Michael Miller, executive chairman of News Corp Australia, addressed this topic at the recent Mumbrella360 conference in Sydney.
“People will pay and stay for content about where they live, work, and play,” he reported. “That’s why we invest in local voices, local brands, and local content, and it’s how we connect with communities.
“Audiences are also drawn to, and will pay for, strong opinion”, he added. (For more, read WARC’s report: How News Corp Australia is driving digital subscriptions.)
This has resulted in some unlikely developments which challenge conventional wisdom: News Corp is now charging for access to the website of one free local newspaper in northern New South Wales.
“We’re getting about 10 to 15 subscriptions a week,” said Miller. “Go figure, but that’s where the balance is turning.”
News Corp’s data indicates that “what people want is information about their city, districts, and their teams, quality information that is reliable, knowledgeable and on topics that are dear to them”.
And that can be very different depending on location. In Sydney, for example, true crime, local crime, celebrity and court stories index highly in driving digital subscriptions, but in Adelaide, the popularity of the local football team is a major drawcard, followed by stories about local council planning and development.

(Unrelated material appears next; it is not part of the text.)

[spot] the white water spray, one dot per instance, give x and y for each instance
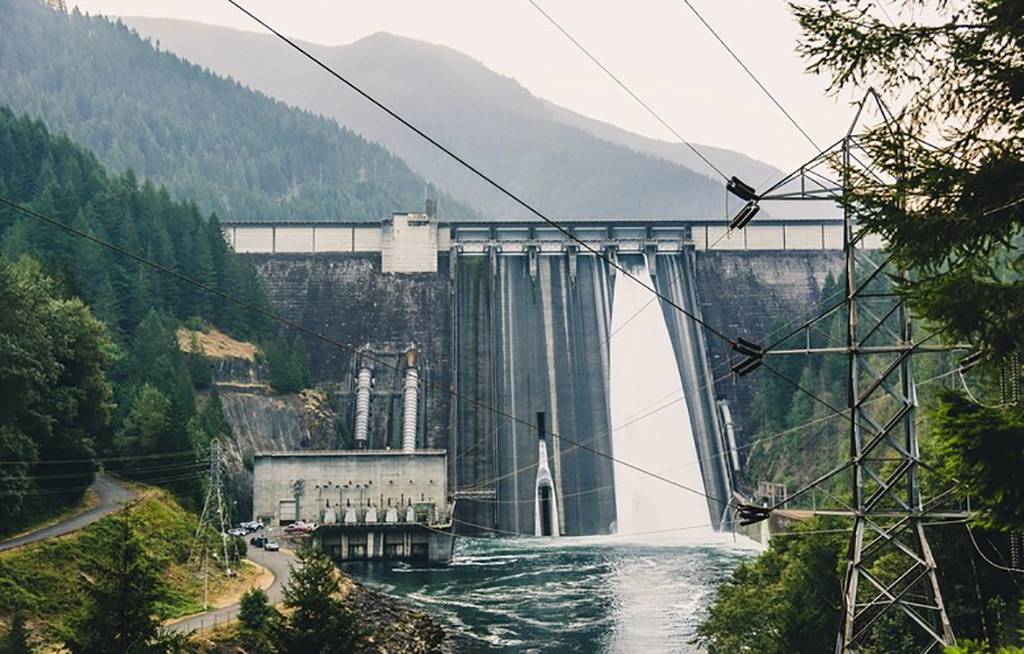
(644, 381)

Another area generating traffic is content for children, while individual journalists also play a role in driving subscriptions.
“We measure relentlessly, everything from what news and information is being consumed, by who, and when, and where, and importantly, what people are prepared to pay for,” Miller said.
“We gather information tirelessly. We curate it, verify it, and make hundreds of decisions and judgements every day on what to publish, and what not to publish.
“That’s why it’s called editing, and in our fast-paced time-sensitive world, all marketers could do with a bit more editing.”